A2, selecting a corresponding machine learning model and corresponding model training parameters according to the current task type and the labeling difficulty of the online data.

In this example, the present invention may also be preconfigured in a plurality of machine learning models available for the current task type, and each machine learning model may have a corresponding labeling difficulty, so that after the plurality of machine learning models available for the current task type are determined, the corresponding machine learning model may be selected according to the labeling difficulty of the online data.
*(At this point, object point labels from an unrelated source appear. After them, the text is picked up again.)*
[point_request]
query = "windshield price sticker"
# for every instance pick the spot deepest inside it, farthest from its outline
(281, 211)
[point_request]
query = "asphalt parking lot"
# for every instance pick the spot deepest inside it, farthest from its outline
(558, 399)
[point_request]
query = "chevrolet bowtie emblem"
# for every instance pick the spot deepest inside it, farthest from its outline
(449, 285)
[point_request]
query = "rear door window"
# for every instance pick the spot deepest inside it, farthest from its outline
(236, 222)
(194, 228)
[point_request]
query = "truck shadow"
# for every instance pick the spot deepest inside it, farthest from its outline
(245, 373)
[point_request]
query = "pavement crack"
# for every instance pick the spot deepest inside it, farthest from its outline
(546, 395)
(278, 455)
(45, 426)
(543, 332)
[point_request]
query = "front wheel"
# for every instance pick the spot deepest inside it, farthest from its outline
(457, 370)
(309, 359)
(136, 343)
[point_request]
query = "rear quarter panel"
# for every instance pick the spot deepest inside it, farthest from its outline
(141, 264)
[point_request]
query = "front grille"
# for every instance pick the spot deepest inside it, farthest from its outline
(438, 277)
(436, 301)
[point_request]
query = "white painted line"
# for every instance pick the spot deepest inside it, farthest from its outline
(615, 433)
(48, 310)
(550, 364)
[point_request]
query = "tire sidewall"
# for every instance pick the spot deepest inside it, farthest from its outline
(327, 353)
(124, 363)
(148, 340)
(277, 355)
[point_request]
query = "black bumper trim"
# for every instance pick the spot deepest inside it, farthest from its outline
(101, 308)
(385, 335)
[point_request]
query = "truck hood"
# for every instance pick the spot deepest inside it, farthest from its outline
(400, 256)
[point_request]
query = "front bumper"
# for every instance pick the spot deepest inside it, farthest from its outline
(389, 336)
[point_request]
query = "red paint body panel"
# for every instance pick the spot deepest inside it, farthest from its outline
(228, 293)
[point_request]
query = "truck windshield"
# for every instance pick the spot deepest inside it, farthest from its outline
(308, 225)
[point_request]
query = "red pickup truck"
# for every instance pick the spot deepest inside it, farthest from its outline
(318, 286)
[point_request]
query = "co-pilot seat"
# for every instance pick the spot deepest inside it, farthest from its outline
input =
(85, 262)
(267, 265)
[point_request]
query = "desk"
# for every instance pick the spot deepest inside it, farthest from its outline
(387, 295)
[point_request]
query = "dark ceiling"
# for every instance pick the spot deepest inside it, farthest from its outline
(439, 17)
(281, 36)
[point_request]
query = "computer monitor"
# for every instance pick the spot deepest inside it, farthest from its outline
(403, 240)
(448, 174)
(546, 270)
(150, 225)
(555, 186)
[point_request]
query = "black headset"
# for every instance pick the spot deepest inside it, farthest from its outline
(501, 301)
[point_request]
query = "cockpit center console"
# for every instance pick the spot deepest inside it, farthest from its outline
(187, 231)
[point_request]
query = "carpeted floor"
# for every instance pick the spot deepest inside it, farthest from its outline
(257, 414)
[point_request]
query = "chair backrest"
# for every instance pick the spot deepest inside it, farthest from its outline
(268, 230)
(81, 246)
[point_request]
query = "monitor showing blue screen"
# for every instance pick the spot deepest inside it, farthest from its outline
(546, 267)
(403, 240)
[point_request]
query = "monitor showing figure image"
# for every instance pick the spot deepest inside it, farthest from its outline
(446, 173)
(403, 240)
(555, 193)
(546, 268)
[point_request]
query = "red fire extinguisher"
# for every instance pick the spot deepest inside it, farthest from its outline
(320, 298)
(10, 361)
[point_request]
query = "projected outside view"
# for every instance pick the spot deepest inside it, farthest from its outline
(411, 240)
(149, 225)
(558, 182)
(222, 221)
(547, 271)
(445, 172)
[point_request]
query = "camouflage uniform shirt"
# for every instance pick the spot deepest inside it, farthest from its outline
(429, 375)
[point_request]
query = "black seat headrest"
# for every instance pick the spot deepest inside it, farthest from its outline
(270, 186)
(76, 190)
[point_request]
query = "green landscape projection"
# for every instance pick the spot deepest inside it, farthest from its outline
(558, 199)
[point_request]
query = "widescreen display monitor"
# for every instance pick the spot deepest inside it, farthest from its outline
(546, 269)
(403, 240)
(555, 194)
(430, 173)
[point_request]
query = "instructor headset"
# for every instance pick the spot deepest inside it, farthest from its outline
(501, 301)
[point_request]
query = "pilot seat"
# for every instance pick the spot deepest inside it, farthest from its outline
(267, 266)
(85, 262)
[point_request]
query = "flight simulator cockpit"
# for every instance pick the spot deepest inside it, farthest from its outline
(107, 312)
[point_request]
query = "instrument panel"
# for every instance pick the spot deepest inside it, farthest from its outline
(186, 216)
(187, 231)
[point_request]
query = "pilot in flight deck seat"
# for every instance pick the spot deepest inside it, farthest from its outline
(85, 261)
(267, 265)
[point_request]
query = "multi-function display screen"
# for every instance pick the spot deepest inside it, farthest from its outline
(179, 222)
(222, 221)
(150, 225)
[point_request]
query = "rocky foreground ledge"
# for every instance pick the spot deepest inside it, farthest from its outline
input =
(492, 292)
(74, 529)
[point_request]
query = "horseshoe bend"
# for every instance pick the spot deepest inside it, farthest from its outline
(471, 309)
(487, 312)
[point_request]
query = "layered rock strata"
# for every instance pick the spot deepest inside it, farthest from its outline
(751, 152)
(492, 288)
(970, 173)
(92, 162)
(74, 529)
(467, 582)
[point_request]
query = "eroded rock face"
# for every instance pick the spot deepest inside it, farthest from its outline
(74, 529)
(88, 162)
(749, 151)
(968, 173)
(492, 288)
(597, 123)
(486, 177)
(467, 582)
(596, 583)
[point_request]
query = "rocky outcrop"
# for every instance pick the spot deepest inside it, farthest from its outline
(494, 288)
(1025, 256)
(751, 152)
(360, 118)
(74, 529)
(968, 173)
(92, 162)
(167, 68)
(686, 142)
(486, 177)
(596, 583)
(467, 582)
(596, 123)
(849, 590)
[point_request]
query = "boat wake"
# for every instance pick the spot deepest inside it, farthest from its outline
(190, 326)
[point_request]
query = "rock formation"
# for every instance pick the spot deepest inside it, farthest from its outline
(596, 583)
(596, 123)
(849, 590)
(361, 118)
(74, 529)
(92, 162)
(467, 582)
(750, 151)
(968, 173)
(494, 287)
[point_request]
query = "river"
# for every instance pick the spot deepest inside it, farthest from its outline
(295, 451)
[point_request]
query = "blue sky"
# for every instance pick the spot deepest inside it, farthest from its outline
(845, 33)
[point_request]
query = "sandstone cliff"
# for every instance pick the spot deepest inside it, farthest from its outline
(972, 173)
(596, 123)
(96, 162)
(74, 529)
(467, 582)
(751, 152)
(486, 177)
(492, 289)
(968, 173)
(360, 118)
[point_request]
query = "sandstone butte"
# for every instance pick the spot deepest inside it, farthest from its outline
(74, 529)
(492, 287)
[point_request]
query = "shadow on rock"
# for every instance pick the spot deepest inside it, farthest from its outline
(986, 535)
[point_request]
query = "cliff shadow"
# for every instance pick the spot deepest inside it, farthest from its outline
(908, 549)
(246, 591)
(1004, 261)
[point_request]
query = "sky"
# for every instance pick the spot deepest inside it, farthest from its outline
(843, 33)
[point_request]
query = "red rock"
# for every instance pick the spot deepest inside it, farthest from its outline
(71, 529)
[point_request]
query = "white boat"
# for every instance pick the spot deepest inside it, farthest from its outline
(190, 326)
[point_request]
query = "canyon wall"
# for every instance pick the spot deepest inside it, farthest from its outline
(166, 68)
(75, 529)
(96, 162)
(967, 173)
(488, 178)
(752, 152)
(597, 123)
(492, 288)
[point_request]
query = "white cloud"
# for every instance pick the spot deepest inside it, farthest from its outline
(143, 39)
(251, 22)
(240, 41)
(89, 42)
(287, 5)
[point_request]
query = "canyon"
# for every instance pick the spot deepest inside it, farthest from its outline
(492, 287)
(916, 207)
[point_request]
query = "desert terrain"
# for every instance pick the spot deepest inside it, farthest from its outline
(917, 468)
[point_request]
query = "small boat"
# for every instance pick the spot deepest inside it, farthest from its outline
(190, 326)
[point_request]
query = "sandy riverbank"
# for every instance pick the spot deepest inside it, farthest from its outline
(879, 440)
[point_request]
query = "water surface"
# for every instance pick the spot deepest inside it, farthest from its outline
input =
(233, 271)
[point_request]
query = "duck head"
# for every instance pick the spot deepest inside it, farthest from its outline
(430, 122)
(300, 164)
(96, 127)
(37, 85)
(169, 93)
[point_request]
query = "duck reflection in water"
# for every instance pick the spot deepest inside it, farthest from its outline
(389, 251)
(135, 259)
Specifically, different task types may correspond to different types of machine learning models, and after the type of the machine learning model suitable for the current task type is determined, the corresponding machine learning model and the corresponding model training parameters may be selected according to the labeling difficulty of the online data. There may be multiple machine learning modules of the same type.

And the labeling difficulty and the model training parameters also have a preset corresponding relation.

For example, in the case of deep learning, it is more difficult for a task to set up a more complex network structure.

S105: and training the corresponding machine learning model by using the marked training data according to the corresponding model training parameters to obtain a trained prediction model.

According to the model construction method provided by the embodiment, after crowdsourcing labeling is carried out on online data, the labeling quality of a labeling result is obtained, and according to the current task type and the labeling quality of the labeling result, a corresponding machine learning model and corresponding model training parameters are selected, so that the online data and a modeling configuration process are combined, automatic configuration of the model and the model training parameters is realized, the modeling threshold of non-professionals is fully reduced, the model can be obtained when the whole modeling process has data, convenience in model construction is improved, and time cost of modeling personnel is also reduced.

In specific application, the labeling quality of the labeling result can be obtained by analyzing the labeling accuracy of the labeling personnel. Correspondingly, the invention also provides a labeling quality obtaining scheme, so as to obtain the labeling quality of the labeling result according to the labeling result.

Referring to fig. 2, fig. 2 is a flowchart of a scheme for obtaining annotation quality according to an embodiment of the present application.

As shown in fig. 2, the annotation quality obtaining scheme of this embodiment may include:

s201: and according to the labeling result, acquiring the individual labeling accuracy of each labeling person and the overall labeling accuracy of all labeling persons.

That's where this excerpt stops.